Problem Link: https://cutt.ly/GzRnhPo , slide 38
Problem : Given numbers 1, 2, 3, ..., 9.
we place signs + or - to form an expression.
we know that if x is a possible result to such an expression then
- x is odd
- -45 <= x <= 45
We want to prove the converse using invariants and the following greedy algorithm:
Start
from right to left and place the signs greedily:
if the current sum is less than the goal, increase the
sum, otherwise decrease it
Now, my guess for the invariant is the following:
- assume that S denote the current remaining sum after some iteration, ex: initially S = x. if we place '-' in front of 9, then S become x-9
- invariant is that (-total <= S <= total), such that total = 0 + 1 + 2 + ... + rightmost number that did not receive a sign yet.
- Initially, the assumed-invariant property holds. -45 <= S <= 45
- After any iteration, S will be constrained by the suggested invariant.. proving this is my problem!
- This imply that after algorithm is done, 0 <= S <= 0, which mean S = 0, which mean we made an expression with result equal x..
Is my invariant correct ?
How to prove it ?
Any other ideas to prove same thing using invariants and the provided greedy
Your invariant works until there are only two numbers left for which we need to choose signs. At that point we can easily work out the remaining cases by hand.
Let's call $S_n$ the sum after the $n$-th iteration of your algorithm with $S_0$ being $x$.

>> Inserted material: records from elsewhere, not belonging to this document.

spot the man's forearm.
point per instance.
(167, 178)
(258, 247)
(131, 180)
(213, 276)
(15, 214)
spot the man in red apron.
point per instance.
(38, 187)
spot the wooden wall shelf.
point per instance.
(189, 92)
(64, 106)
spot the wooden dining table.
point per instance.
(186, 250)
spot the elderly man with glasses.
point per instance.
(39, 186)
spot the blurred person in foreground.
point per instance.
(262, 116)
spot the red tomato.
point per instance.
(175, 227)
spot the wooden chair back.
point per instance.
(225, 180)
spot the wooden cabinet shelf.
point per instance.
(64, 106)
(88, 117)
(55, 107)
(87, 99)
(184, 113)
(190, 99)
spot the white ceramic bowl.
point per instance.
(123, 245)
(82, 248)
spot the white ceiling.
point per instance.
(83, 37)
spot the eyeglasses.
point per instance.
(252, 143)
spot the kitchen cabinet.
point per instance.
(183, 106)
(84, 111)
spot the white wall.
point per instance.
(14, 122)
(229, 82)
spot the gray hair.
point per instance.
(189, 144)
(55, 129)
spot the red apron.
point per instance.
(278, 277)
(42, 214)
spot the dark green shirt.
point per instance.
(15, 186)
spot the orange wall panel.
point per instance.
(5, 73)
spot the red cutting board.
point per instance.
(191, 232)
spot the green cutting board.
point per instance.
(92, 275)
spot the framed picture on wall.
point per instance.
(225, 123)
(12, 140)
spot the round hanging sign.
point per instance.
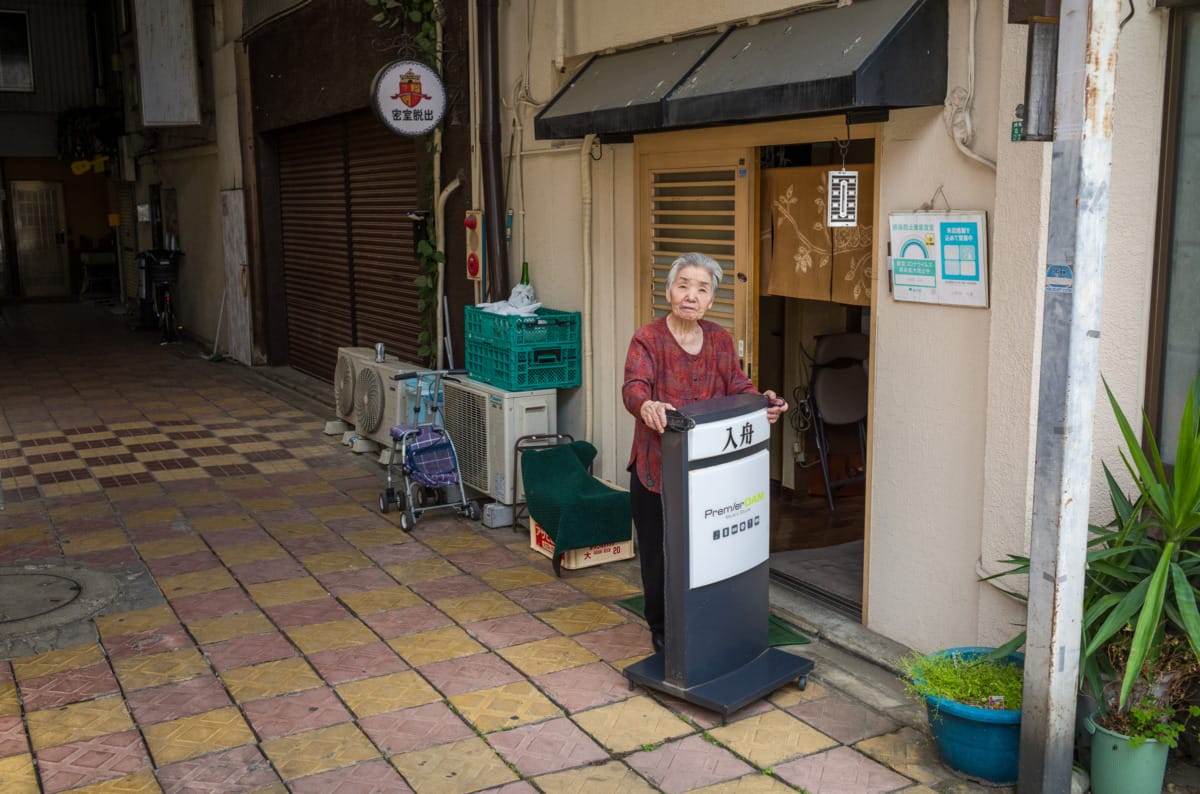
(408, 97)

Let's prove by induction on $n$ that $|S_n| \le \frac{(9-n) (10-n)}{2}$. This is just the sum that you called total. It's the sum of an arithmetic series.
Base case: if $n = 0$, then $-45 \le x \le 45 \implies |S_0| \le \frac{9 \cdot 10}{2}$.
Now suppose that $|S_n| \le \frac{(9-n) (10-n)}{2}$ for some $0 \le n \le 6$ and let's prove that $|S_{n+1}| \le \frac{(8 - n)(9 - n)}{2}$.
We will split this into two cases:
First if $S_n \le 0$ then $|S_n| = -S_n$. As such, by the induction hypothesis, $$ 0 \le -S_n \le \frac{(9-n) (10-n)}{2} \\ -\frac{(9-n) (10-n)}{2} \le S_n \le 0 \\ -(1 + 2 + 3 + \ldots + (9-n)) \le S_n \le 0 $$ We put a $+$ sign next to $9 - n$: $S_{n+1} = S_n + 9 - n$, as such,
$$ -(1 + 2 + 3 + \ldots (8 - n)) \le S_{n+1} \le 9 - n \le 1 + 2 + \ldots + (8 - n) \\ \implies |S_{n+1}| \le \frac{(8 - n)(9 - n)}{2} $$
The reasoning is the same for the case $S_n > 0$, we just put a $-$ sign next to $9-n$.
Now we get $|S_7| \le 3$.
$S_7$ is the sum of $8$ numbers $5$ of which are odd (including $x$) so it's odd. As such, $S_7 = \pm 1$ or $S_7 = \pm 3$.
If $S_7 = 1$, then if we put $-$ next to 2 and $+$ next to 1 we get $S = S_7 - 2 + 1 =0$.
If $S_7 = 3$, then if we put $-$ signs next to both $1$ and $2$ we get $S = S_7 - 2 - 1 = 0$.
For $-1$ and $-3$ just invert the signs.
As such, for every odd integer $x$ in $[-45,45]$ we can get $x$ by placing signs next to the numbers $1,2,\ldots, 9$ and taking the sum.